GREENFIELD — A vast display of stuffed animals, blankets, scarves, and other warm clothing and accessories will be sprawled across the Greenfield Common for the next few days, ready for those in need to take to stay warm this winter.
Eight years ago, Wendell resident Sandra Cross Beebe was thinking about what she could do to give back to her community. Having experienced homelessness with her daughter in the past, Cross Beebe said she established The Scarf Project to help those in need of warm clothes, hand-knit scarves or blankets during the coldest time of year.
“I was homeless for a while myself with my daughter, and I remember the kindness of other people dropping off stuff at the shelter, hats, mittens, food,” she said Monday night while hanging scarves around the Greenfield Common. “It’s always been a thing in the back of my mind that when I could, I would give back.”





Of the roughly 1,000 items collected this year, Cross Beebe said she knitted 45 scarves, while her cousin Donna O’Connor made 100 scarves and 22 hats. Cross Beebe said this year’s drive collected roughly the same amount of items as in 2024, adding that generally, the number of items donated has been steadily increasing from year to year.
While some of the distributed items are homemade, Cross Beebe buys many of the coats, mittens and stuffed animals. She said distributing the items on the common felt like a more wide-reaching method than donating them to a shelter or service center.
“The benefit is that this is not income-based, and it’s on the honor system,” she said. “Nobody needs to show me anything to get anything, because I know how difficult that is.”
The Scarf Project has now grown to include three generations of the Cross family, as Sandra’s daughter, Alicia Cross, has joined the annual tradition, and her children, Deshiana Davis, 15, and Angelino Davis, 17, now volunteer every year to collect the objects and display them.

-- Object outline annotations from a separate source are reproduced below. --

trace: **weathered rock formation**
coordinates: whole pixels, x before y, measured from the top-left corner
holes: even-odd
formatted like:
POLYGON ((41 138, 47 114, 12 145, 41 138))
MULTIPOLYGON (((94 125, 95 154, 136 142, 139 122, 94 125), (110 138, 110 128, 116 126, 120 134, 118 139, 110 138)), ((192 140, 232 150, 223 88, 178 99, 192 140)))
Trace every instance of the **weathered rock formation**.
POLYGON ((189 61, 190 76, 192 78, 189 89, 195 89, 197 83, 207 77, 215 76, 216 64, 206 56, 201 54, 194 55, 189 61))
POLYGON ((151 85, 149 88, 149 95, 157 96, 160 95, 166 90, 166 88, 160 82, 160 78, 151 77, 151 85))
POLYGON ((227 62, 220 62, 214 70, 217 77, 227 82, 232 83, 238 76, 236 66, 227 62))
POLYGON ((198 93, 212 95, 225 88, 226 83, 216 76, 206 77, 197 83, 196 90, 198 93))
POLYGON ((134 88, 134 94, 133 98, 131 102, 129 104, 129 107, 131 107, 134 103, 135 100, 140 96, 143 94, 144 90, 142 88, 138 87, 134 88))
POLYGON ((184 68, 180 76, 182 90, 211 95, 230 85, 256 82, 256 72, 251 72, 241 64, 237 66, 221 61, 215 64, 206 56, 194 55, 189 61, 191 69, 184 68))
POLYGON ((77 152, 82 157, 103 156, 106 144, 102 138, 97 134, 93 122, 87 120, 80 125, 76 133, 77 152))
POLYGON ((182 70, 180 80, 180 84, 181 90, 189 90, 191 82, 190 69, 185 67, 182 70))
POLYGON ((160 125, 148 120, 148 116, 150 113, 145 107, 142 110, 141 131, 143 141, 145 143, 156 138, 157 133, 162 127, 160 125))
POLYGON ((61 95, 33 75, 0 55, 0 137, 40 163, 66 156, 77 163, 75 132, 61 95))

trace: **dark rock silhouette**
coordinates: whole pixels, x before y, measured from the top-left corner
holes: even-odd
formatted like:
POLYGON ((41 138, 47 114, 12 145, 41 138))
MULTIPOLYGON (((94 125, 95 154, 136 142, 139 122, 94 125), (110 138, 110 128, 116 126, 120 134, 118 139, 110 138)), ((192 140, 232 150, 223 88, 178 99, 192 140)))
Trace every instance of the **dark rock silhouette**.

“Both of these guys have grown up volunteering,” Alicia Cross said, pointing to her kids. “I [bring] them with me, at the school or at the YMCA doing this, and I make them do a lot of community work.”
Alicia Cross added that The Scarf Project usually asks the community for donations, which are used to buy the cold-weather items. However, she said this year, people were a bit more “strapped for cash,” and family members contributed more out of their own pockets.
As the days get colder and hard financial times make it more challenging for people to make ends meet, Sandra Cross Beebe said the drive is looking to meet rising need.
“Thanks to everyone who contributed to The Scarf Project this year, especially Donna O’Connor for her contribution,” she said. “We’ll keep doing this until I get tired of knitting.”